For anyone to devalue a person, as a whole, and everything they have to say simply because they are also autistic really shows their own character, and frankly, it’s not a good look. In the beginning, people used Greta Thunberg’s age. She’s too young to know. She’s not mature enough to know. I’ve been following what she’s doing for a while. But once the autism came to light, oh boy. Suddenly it doesn’t matter that she’s a girl, or a child, because she can be dismissed on a disability instead. And don’t get me wrong, dismissing someone out of hand because of their gender or age is clearly wrong – but those things are also socially accepted as wrong. Ableism, not as much. Many people still don’t understand it, that it exists, what it is, why it’s wrong. Even well-meaning people – when I once expressed frustration and offence at anti-vaccination folks acting like being like my child is the worst thing in the world, even a friend told me that she’d never thought of it that way before. Thankfully in her case, she understood it clearly once she heard about it. Many don’t, and many of those don’t even care to.

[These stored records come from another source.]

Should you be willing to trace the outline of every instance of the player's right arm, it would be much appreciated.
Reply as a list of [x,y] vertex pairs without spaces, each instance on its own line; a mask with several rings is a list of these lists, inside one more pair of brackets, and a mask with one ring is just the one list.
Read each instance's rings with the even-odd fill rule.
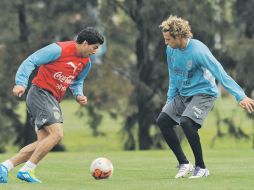
[[173,60],[171,57],[171,48],[167,48],[167,63],[169,72],[169,87],[167,93],[167,103],[171,102],[177,94],[176,80],[173,71]]
[[32,71],[42,64],[47,64],[57,60],[60,57],[61,52],[61,47],[56,43],[52,43],[27,57],[22,62],[16,73],[16,85],[13,88],[13,94],[21,97],[27,88],[29,76],[31,75]]

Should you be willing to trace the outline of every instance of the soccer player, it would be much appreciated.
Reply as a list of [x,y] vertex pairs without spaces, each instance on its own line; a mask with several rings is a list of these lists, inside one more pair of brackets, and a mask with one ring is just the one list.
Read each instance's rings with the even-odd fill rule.
[[[254,100],[225,72],[221,64],[201,41],[192,39],[189,22],[169,16],[160,28],[167,45],[169,88],[167,102],[157,124],[179,165],[175,178],[192,172],[193,178],[206,177],[209,170],[203,160],[198,130],[218,95],[215,79],[232,94],[239,105],[253,112]],[[186,158],[173,127],[180,125],[195,157],[195,168]]]
[[17,178],[32,183],[41,182],[34,176],[33,170],[63,138],[59,102],[70,87],[76,101],[80,105],[87,104],[83,81],[92,66],[89,57],[103,42],[103,36],[96,29],[88,27],[79,32],[76,41],[52,43],[30,55],[20,65],[13,88],[13,94],[18,97],[24,94],[32,71],[39,67],[26,98],[37,141],[1,163],[0,183],[7,183],[8,172],[24,162],[26,163],[18,171]]

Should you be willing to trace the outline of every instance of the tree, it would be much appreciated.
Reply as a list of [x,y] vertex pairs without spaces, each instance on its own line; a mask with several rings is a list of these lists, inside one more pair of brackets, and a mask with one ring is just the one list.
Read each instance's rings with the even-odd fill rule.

But I have a “high functioning” autistic child. An Aspie, if you will, though in Canada it’s no longer diagnosed as Aspergers but rather falls under the autism spectrum. People will argue that I don’t understand more severe autism, non-verbal, melting down, lashing out, lacking basic skills and so on. I have a nephew who is largely non-verbal, who screams when he’s frustrated or excited, who potty trained very, very late. He’s squirmy and grunty and communicates through noises and pointing. And you know, I love that kid so much. Because I have experience with autism, I am able to handle him in ways that others can’t – even though my son is higher functioning. And when this kid who barely will look a person in the face grabbed my hand at the beach and dragged me around showing me things for an hour, or when he hugs me or lets me kiss the top of his head… it melts my heart. Is he difficult? Yes. It’s very hard on his parents, and I can’t speak for them at all. But he’s my little buddy and I love him the way he is.
So I read the article above, it was one of the first things I came across this morning, and I mulled over it for a while. I shared it on Facebook, and I gave a very condensed version of why I am appalled at how people are treating her. But the more I thought about it, the more I realized that ableism itself, whether with regards to autistics or any other disability, absolutely needs public awareness. It can’t change, otherwise.
I know that I am not popular, and I don’t have a huge following, I’m not any sort of influencer, and maybe this post will barely make a ripple. But I have to try, and maybe if others try too, we can make discrimination against the disabled, the differently abled, the non-neurotypical, the mentally ill – as repugnant to society at large as discrimination against race or gender is.
Re-examine yourself frequently. Try to identify your toxic behaviour. Grow yourself with new information. Check your biases. Learn. Understand. At least try.